Chut ! Il ne faut pas prononcer ce terme – salaire minimal – devant Michael Chang, directeur de 49 ans. Cet habitant d’Albion ne voit pas cette mesure d’un bon oeil. L’aspect social de la question n’est pas tout, estime-t-il : «Ce serait un gros souci pour les petites et moyennes entreprises si ce changement devient réalité. Il pourrait y avoir des pertes d’emploi.» Nombreux sont les employeurs qui tiennent le même discours. De quoi faire reculer Vishnu Lutchmeenaraidoo ? Réponse demain. Néanmoins, lors des consultations entre les syndicats et le Grand argentier, cette semaine, la question n’a pas vraiment été abordée.
Coup de maître
Le spectre du chômage plane sur cet exercice budgétaire.
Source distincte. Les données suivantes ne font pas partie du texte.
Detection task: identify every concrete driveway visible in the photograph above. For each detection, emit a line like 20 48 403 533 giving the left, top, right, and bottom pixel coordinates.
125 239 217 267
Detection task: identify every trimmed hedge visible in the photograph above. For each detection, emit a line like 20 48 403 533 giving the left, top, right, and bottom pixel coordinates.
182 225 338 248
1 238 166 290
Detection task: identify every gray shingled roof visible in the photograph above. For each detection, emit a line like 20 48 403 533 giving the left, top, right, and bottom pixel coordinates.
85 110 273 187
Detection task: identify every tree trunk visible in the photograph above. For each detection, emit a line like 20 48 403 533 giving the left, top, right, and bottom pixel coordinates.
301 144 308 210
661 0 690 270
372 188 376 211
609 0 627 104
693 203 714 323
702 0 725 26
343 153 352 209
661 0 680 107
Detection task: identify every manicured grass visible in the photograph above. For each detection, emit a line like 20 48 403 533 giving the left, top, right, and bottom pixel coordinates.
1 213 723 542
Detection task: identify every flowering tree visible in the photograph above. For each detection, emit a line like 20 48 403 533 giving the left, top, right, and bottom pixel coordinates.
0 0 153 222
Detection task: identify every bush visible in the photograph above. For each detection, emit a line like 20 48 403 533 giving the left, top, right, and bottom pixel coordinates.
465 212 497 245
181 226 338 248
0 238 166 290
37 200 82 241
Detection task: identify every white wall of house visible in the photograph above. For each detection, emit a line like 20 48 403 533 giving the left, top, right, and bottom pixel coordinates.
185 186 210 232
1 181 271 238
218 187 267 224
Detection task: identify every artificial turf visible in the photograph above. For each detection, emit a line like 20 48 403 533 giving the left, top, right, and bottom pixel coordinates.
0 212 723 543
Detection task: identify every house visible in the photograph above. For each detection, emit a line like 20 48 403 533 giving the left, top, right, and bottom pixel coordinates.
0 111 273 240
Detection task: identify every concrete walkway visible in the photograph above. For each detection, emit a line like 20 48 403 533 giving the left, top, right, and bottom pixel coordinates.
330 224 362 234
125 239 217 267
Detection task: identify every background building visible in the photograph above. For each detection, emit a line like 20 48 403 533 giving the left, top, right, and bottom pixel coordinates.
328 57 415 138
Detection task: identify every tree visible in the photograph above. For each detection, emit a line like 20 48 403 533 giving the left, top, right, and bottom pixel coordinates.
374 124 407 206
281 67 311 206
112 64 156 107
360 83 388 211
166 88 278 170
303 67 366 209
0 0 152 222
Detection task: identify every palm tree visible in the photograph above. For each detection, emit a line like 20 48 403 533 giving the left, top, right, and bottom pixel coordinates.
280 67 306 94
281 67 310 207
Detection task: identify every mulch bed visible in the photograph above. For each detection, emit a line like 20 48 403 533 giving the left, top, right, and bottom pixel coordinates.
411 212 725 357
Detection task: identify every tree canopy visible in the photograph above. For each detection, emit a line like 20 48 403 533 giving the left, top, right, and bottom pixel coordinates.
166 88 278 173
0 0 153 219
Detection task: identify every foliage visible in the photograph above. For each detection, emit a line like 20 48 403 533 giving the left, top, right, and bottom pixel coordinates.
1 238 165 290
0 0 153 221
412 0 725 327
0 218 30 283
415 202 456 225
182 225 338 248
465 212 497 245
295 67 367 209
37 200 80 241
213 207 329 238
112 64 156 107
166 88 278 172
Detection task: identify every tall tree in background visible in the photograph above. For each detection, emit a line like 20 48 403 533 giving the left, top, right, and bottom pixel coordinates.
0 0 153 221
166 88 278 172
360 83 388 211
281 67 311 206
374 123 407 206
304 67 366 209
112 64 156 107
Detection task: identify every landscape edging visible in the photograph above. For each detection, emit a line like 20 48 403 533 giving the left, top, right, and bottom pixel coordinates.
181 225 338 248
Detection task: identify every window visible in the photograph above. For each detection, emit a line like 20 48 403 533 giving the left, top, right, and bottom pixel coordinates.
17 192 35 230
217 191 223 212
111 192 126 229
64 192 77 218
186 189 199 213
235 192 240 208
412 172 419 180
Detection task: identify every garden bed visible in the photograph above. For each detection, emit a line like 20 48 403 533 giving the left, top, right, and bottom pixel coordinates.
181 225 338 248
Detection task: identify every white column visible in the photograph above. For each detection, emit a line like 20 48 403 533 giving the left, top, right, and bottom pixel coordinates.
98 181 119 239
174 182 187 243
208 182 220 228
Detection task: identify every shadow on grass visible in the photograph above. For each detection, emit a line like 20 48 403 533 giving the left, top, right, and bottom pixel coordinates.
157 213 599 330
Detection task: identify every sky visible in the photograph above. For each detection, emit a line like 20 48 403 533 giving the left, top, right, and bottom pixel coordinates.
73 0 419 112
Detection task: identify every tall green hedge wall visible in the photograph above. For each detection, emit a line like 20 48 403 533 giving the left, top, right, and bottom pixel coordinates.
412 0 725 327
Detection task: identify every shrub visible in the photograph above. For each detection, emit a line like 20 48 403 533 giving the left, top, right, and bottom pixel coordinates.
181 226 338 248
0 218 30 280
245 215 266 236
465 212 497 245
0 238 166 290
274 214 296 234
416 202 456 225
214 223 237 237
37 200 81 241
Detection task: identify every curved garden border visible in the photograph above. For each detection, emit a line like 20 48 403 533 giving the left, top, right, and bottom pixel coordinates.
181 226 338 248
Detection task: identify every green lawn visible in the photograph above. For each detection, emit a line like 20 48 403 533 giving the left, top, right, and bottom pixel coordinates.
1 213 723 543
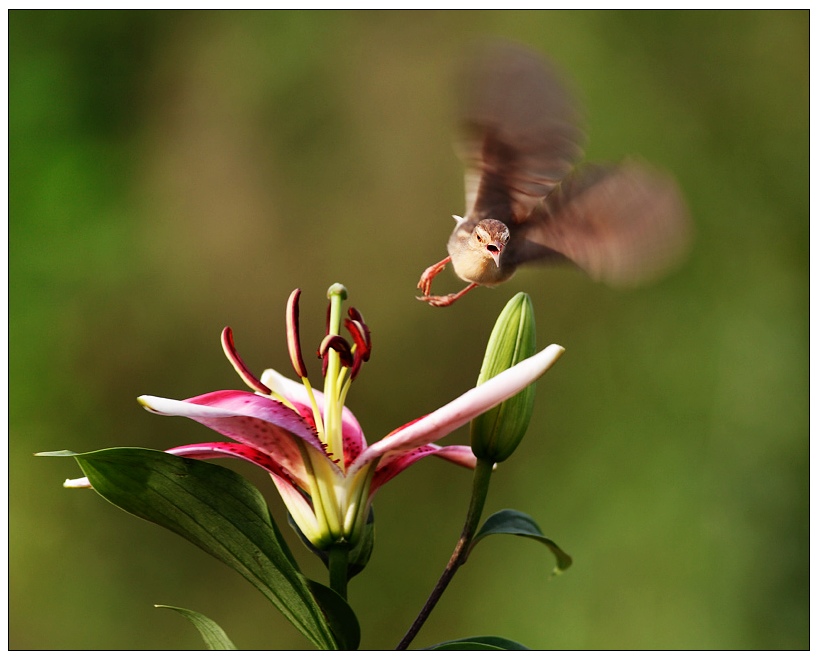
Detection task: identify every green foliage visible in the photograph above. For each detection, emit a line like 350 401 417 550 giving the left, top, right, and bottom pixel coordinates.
57 448 346 649
155 605 238 650
470 509 572 576
427 635 530 650
306 580 361 651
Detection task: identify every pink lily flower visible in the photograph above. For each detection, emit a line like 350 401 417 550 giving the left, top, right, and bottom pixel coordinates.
67 284 564 552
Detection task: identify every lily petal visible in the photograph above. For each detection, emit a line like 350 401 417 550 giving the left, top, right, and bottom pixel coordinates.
270 472 324 545
64 477 92 488
350 344 564 476
167 442 308 490
138 390 342 481
370 443 477 494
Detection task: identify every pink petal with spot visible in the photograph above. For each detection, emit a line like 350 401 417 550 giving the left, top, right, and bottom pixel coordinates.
139 390 341 480
370 443 477 494
166 442 308 490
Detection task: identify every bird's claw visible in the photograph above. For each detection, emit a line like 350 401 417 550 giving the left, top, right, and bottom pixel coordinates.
416 294 458 308
417 260 448 296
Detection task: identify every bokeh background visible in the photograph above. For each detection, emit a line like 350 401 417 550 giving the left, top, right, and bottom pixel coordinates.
10 10 808 650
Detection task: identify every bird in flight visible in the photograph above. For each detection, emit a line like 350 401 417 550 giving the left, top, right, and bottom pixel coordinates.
417 42 692 307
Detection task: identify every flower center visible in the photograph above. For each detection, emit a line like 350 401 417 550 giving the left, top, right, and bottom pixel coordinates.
285 283 371 472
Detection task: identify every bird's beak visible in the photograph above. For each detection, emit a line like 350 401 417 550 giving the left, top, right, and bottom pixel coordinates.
489 245 503 268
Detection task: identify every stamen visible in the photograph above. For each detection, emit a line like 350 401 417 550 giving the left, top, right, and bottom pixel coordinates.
319 334 354 368
221 327 272 395
347 308 372 361
286 289 308 379
344 318 369 379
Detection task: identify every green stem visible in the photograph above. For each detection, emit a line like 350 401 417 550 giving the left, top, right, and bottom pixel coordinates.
328 543 349 600
395 458 494 650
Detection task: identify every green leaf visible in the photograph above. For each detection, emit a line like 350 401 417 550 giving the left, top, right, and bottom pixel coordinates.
307 580 360 651
67 447 339 649
427 635 530 650
155 605 237 650
470 508 573 576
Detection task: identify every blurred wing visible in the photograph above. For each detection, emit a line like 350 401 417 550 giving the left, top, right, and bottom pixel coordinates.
459 42 584 224
508 162 693 287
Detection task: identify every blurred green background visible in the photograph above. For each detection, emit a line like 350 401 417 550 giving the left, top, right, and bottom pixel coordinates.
10 10 808 650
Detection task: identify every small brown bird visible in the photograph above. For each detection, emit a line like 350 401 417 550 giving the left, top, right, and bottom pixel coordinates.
417 43 692 307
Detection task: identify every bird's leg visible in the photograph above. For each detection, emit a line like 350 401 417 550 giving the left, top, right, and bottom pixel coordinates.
417 282 479 307
416 256 452 296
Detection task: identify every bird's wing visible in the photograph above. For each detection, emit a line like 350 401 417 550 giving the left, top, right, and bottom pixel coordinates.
507 162 693 287
459 42 584 225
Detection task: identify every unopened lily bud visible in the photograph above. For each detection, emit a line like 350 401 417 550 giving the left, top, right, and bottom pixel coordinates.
471 292 538 463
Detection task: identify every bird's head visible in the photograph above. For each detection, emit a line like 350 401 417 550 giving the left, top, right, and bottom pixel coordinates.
471 219 510 268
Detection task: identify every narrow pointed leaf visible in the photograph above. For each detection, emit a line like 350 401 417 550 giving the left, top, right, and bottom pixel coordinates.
427 636 530 650
469 508 573 575
69 447 338 649
155 605 237 650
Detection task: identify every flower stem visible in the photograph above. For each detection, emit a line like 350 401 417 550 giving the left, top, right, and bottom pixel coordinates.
395 457 494 650
328 543 350 600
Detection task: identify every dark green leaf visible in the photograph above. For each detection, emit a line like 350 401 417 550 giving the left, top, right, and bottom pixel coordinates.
155 605 237 650
66 447 338 649
307 580 360 651
470 508 573 575
427 636 530 650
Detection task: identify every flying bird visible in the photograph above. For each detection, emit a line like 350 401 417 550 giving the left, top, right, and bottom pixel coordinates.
417 43 692 307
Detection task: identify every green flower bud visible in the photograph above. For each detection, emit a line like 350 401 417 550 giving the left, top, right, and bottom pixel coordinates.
471 292 538 463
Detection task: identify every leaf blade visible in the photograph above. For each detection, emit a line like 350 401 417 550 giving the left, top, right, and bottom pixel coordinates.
72 447 338 649
427 635 530 650
470 508 573 575
155 605 237 650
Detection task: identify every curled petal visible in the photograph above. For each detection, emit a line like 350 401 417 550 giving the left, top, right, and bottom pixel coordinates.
221 327 272 395
350 344 565 476
370 443 477 494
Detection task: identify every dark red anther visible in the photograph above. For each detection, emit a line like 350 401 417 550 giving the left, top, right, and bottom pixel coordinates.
343 318 369 379
286 289 308 379
319 334 354 368
347 307 372 361
221 327 273 395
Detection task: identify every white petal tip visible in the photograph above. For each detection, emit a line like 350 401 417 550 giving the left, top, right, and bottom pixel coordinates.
63 477 92 489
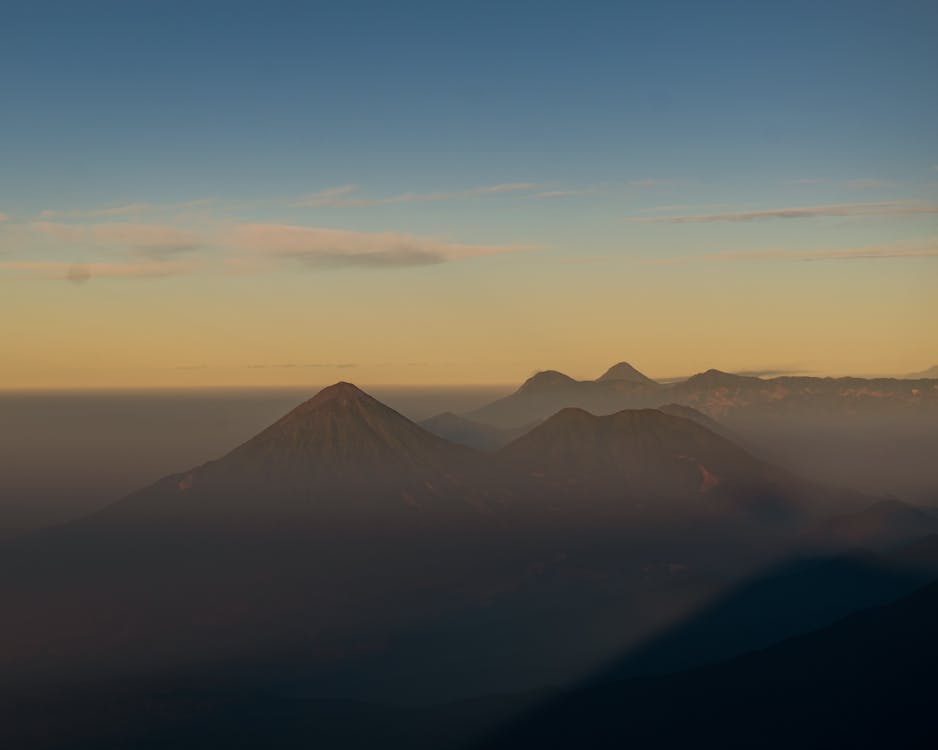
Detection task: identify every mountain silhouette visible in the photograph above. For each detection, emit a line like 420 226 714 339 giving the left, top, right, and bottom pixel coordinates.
465 364 938 429
596 361 656 385
94 382 501 526
469 366 662 428
496 407 855 526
Pour réussir un coup de maître, Vishnu Lutchmeenaraidoo devra sortir du boulot de son attaché-case ! Et si Pravind Jugnauth a annoncé la création d’une nouvelle cybercité et, par conséquent, de 20 000 emplois, Muazam Irshad Ali Hansye ne veut pas que des effets d’annonce : «Des emplois, mais que dans le domaine de l’informatique ? Ce serait dommage qu’il n’y ait pas de création de jobs dans d’autres domaines tels que les relations internationales et la diplomatie.» Du boulot rien que pour les geeks ? Un scénario de fin du monde pour le jeune homme.
Question mise en scène, Emmanuel Babet, 23 ans et employé dans la communication, angoisse en attendant un rebondissement de taille : «Je crains de ne rien voir ! Que ceux qui sont au pouvoir ne fassent rien, qu’ils prennent de l’argent sans apporter de réels changements.» Qu’ils mettent de côté des dossiers prioritaires – la lutte contre le gaspillage, le rehaussement des infrastructures pour faire face aux catastrophes naturelles et l’amélioration des conditions de vie – pour tout simplement «jouir» du pouvoir, confie cet habitant de Beau-Bassin.
Le titre de son film : un éternel recommencement. Mais le gouvernement Jugnauth peut provoquer la surprise. Alors ça gazera et ça pétillera.